Welche Faktoren wirken sich positiv auf die Fachkräftesicherung aus?

  • strategische Personalentwicklung
  • eigene Ausbildung
  • hohes Maß an Engagement Ehrenamtlicher in der Einrichtung
  • hohe Zufriedenheit mit der Einarbeitung neuer Kräfte
  • hohe Zufriedenheit mit dem Austausch zwischen Leitungsebene und Mitarbeitenden

Welche Faktoren wirken sich negativ auf die Fachkräftesituation aus?

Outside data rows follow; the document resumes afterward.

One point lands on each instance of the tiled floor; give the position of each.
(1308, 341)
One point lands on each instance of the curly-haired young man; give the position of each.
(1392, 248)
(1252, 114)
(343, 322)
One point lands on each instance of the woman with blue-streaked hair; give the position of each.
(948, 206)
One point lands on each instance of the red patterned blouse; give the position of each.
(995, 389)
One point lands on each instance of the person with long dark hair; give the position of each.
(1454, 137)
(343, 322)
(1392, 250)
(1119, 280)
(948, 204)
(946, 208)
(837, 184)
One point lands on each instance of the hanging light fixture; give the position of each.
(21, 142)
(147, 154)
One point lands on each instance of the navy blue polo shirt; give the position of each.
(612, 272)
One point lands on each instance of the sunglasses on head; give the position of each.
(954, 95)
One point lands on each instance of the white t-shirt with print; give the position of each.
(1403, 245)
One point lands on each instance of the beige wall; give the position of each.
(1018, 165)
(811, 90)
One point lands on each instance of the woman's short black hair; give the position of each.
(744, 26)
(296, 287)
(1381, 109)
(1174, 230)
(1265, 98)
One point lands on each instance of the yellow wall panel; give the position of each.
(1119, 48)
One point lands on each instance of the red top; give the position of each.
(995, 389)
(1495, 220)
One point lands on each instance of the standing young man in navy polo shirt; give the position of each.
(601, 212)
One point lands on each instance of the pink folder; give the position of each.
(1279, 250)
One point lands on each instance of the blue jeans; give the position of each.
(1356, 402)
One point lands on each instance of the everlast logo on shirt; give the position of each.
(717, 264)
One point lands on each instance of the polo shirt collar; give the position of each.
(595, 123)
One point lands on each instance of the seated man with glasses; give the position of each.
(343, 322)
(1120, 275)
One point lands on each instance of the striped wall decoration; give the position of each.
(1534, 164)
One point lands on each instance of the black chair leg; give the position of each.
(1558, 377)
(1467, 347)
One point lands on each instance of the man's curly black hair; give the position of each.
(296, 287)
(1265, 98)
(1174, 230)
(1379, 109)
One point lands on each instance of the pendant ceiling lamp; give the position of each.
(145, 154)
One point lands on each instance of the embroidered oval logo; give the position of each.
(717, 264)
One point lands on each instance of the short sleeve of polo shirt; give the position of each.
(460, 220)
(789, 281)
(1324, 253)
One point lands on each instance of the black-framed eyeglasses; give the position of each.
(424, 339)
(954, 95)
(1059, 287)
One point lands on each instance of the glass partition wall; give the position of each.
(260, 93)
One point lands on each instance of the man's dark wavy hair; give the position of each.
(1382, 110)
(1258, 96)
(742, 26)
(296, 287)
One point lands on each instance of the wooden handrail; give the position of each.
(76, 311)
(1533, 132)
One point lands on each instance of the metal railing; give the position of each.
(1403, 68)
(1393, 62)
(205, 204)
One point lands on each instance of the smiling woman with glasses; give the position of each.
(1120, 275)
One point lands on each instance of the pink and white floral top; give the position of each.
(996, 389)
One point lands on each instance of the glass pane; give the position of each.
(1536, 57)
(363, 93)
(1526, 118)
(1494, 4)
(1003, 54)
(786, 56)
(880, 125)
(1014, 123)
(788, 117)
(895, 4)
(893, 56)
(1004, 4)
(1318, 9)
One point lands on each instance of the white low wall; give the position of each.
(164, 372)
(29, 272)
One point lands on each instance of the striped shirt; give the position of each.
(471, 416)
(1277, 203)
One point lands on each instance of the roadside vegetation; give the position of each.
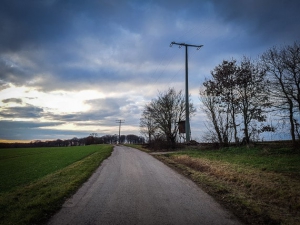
(261, 185)
(35, 182)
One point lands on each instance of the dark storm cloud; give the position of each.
(33, 130)
(14, 100)
(28, 111)
(100, 110)
(269, 20)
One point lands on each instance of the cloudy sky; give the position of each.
(69, 68)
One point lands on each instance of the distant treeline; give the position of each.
(92, 139)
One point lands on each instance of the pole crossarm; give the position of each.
(184, 44)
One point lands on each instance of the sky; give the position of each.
(69, 68)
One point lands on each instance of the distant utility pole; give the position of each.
(187, 109)
(120, 122)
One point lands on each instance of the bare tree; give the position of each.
(147, 125)
(166, 111)
(223, 86)
(236, 96)
(218, 119)
(283, 66)
(252, 90)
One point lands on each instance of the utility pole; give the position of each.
(187, 109)
(120, 122)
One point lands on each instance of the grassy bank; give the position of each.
(35, 182)
(260, 185)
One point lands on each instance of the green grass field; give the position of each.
(34, 182)
(260, 185)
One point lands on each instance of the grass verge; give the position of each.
(35, 202)
(260, 186)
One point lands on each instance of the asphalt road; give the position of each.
(132, 187)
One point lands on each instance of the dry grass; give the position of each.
(258, 196)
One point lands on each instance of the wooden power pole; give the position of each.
(187, 109)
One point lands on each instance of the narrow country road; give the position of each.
(132, 187)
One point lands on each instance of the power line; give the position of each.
(187, 110)
(120, 122)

  • schlechte Erreichbarkeit der Einrichtung mit öffentlichen Verkehrsmitteln
  • hohes Ausmaß an Problemen, die aufgrund von Dienstplanänderungen entstehen
  • ambulante Einrichtungen sind stärker vom Fachkräftemangel betroffen als teilstationäre oder stationäre Einrichtungen

Befragung der Mitarbeitenden

Bei der Befragung der Mitarbeitenden lag der Fokus auf der Identifizierung von Faktoren, die einen zufriedenen von einem unzufriedenen Mitarbeiter unterscheiden. In der Umfrage zeigte sich, dass die Bereitschaft der Mitarbeitenden, auch in Zukunft in ihrer derzeitigen Einrichtung zu arbeiten, stark von der Zufriedenheit mit den Arbeitsbedingungen abhängt: 38 Prozent der 706 befragten Mitarbeitenden gaben an, sich nicht vorstellen zu können, in den nächsten drei Jahren noch im gleichen Beruf in derselben Einrichtung zu arbeiten. Aus dieser Gruppe gaben darüber hinaus 50 Prozent an, ganz aus dem Pflegeberuf ausscheiden zu wollen.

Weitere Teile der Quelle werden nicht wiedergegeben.